The current model used to study the human blood brain barrier has been discovered to have a serious flaw: one which casts previous research using the model into question.
The endothelial cells that line the blood vessels in the brain act as a barrier that prevents substances carried in the blood from entering the brain where they could potentially be dangerous, such as toxins or pathogens. Generally speaking, the only substances that pass through this barrier are water, some gasses, and lipid-soluble substances, although other compounds such as glucose can be actively transported into the brain.
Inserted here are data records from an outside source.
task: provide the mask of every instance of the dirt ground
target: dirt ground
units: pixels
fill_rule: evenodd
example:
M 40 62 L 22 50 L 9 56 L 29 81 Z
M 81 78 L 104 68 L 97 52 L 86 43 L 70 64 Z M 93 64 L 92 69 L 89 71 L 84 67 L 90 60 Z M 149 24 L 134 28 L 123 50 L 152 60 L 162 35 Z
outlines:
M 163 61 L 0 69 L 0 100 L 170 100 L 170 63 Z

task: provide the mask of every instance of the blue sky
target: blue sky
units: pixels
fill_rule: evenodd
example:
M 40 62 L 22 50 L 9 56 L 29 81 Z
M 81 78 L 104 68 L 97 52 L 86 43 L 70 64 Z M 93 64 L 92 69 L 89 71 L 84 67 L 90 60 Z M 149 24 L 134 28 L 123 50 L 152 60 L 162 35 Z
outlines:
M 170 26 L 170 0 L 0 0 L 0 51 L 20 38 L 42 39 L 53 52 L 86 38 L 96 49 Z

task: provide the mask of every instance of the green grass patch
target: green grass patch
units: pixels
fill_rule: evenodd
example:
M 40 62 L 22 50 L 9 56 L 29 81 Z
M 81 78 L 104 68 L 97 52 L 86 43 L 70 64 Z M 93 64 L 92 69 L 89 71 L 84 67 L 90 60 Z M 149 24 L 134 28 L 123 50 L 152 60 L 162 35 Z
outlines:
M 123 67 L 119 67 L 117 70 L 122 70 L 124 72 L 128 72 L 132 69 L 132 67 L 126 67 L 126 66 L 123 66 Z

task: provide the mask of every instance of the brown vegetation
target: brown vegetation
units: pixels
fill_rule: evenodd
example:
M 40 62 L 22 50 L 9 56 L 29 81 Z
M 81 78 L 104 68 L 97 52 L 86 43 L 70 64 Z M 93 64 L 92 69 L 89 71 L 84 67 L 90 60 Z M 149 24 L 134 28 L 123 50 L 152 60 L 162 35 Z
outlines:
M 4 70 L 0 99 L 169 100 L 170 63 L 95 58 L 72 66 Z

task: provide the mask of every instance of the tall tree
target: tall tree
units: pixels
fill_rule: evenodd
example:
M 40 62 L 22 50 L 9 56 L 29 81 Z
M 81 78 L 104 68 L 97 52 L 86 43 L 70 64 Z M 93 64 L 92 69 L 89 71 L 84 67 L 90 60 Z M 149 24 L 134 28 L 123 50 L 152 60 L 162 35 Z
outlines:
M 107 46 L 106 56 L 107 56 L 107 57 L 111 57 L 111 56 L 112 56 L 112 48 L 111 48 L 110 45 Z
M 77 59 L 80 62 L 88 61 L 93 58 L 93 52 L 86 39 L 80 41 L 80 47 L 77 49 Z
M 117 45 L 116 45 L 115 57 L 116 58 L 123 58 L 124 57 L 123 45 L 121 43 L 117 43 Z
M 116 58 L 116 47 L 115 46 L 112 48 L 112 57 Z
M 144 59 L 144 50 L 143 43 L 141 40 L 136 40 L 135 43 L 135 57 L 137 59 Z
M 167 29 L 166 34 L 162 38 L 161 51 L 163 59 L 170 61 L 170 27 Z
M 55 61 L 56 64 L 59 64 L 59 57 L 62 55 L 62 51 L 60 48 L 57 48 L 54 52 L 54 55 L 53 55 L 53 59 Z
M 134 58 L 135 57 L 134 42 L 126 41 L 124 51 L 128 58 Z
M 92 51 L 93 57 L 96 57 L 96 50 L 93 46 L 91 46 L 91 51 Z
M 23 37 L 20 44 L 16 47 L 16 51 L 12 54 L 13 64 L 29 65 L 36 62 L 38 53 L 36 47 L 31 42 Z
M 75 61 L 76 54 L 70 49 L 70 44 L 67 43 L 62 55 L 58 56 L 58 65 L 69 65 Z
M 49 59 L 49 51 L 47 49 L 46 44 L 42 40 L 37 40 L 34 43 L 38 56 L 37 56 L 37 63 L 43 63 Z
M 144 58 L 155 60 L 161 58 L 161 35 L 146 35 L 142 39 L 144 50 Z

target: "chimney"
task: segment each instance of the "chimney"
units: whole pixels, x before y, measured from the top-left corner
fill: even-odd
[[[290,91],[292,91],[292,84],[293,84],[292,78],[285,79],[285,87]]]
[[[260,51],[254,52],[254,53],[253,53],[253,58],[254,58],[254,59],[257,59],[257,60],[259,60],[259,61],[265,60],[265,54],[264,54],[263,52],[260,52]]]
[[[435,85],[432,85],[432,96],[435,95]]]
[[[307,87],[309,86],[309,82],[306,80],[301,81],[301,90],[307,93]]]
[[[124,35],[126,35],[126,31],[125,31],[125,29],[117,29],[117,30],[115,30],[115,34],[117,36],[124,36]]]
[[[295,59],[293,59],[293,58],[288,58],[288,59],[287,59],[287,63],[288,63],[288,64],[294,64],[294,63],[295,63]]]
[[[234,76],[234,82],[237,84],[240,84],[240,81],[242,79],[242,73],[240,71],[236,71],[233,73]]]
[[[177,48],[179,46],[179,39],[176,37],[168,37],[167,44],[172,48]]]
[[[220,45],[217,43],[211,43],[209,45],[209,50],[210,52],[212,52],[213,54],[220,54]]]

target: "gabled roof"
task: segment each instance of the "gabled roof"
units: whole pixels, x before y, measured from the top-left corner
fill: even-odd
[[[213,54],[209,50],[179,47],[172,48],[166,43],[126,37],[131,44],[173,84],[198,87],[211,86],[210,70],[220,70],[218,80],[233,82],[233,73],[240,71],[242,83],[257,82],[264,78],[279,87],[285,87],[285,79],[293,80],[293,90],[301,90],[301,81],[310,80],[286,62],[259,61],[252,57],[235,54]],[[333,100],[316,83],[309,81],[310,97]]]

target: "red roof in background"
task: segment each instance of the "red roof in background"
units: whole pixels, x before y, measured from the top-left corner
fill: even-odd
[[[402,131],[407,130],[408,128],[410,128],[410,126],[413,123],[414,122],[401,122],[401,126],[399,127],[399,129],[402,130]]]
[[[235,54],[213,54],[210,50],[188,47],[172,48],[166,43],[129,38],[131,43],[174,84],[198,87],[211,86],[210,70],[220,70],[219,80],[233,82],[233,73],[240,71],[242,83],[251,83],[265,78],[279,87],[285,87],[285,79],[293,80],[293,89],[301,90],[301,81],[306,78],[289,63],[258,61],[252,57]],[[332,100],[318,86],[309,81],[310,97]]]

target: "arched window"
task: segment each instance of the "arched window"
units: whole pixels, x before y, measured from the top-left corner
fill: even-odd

Studying the blood brain barrier in humans is difficult and it is not possible to use animal models as they differ considerably from humans. The easiest way to conduct research is to use a model of the blood brain barrier in the lab. One such model was developed in 2012 which involved taking differentiated human cells and converting them into induced pluripotent stem cells (IPSCs) – stem cells that behave in a similar way to embryonic stem cells. The IPSCs are then differentiated into endothelial cells, such as those that line the blood vessels in the brain and spinal cord.
Now researchers at Columbia University Vagelos College of Physicians and Surgeons and Weill Cornell Medicine have discovered a serious problem with this model – The endothelial cells generated from ISPCs were found to behave differently to brain microvascular endothelial cells. That discovery led the researchers to believe that the method of generating the endothelial cells used in the blood brain barrier model resulted in endothelial cells being generated with the wrong identity.
The researchers reproduced the protocol for developing the model and subjected the cells to bulk single-cell RNA sequencing. They discovered that the cells in the model lacked several proteins found in natural brain microvascular endothelial cells, and instead more closely resembled endothelial cells found elsewhere in the body, but not in the brain.
The researchers identified three genes that could be activated in IPSCs which would result in endothelial cells being generated that behaved more like endothelial cells in the blood vessels in the brain, although the researchers still need to do more work to create a reliable and accurate model of the human blood brain barrier.
“The misidentification of human brain endothelial cells may be an issue for other types of cells made from induced pluripotent cells such as astrocytes or pericytes that form the neurovascular unit,” said Dritan Agalliu, PhD, Co-Study Leader, Associate Professor, Pathology and Cell Biology, Vagelos College of Physicians and Surgeons, Columbia University. “The protocols to generate these cells were created before the advent of single-cell technologies that are better at uncovering a cell’s identity.”
You can read more about the research in the paper – Pluripotent stem cell-derived epithelium misidentified as brain microvascular endothelium requires ETS factors to acquire vascular fate – which was recently published in Proceedings of the National Academy of Sciences. DOI: 10.1073/pnas.2016950118.